Dashing heroes and defenders of the good are a thing of fairy tales, legends and of Marvel comics! Epitomising the upholding of good over evil, moral standing and care for the underdog they give a powerful insight to an aspect of leadership that is (very often) all too absent in our public leaders.
In the endless drive for power and supremacy that is characterising our world today the voices of true leaders, moral leaders, loving leaders, courageous leaders is a hundred times more important than ever.
Reaching for the heights of world domination has chilling undertones – whether it’s in the guise of a national leader or a global business. The rest of us cannot stand by and watch it happen.
Searching our own motivations is something we are all called to do. What are we protecting, is it just and fair, and how are we doing that? Compliance, or ‘hiding under the covers’ when the baddies arrive isn’t leadership.
If we are holding an inner attitude of true leadership, we will, in every moment, be identifying small and bigger ways in which we can right the wrongs – within our own thinking and behaviours of course, but also in the impact of those in our ‘world’. That world may be with our team, our whole business or on a more international scale.
We will be combining the power of positional leadership with love just as the legendary heroes have shown us in the past.
As Martin Luther King Jr said:
“Power properly understood is nothing but the ability to achieve purpose. And one of the great problems of history is that the concepts of love and power have usually been contrasted as opposites—polar opposites—so that love is identified with a resignation of power, and power with a denial of love. We’ve got to get this thing right.
What is needed is a realisation that power without love is reckless and abusive, and love without power is sentimental and anaemic. Power at its best is love implementing the demands of justice, and justice at its best is power correcting everything that stands against love.
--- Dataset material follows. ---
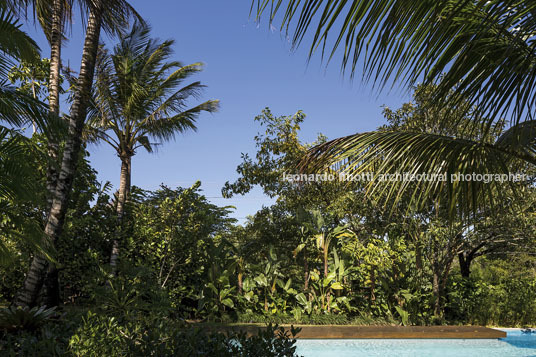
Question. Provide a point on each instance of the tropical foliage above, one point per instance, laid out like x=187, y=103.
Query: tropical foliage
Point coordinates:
x=329, y=250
It is precisely this collision of immoral power with powerless morality which constitutes the major crisis of our time.”
So we might ask ourselves, and I include myself in this:
- What attitudes am I role modelling?
- How deeply am I following through?
- Do I bring meaningful challenge to inequalities, unethical decisions, inconsistencies between values espoused and behaviours witnessed?
- How is my love for all being expressed?
- What’s my relationship with love, power, justice and fairness?
- Does my leadership focus on ‘doing what’s right’ for others?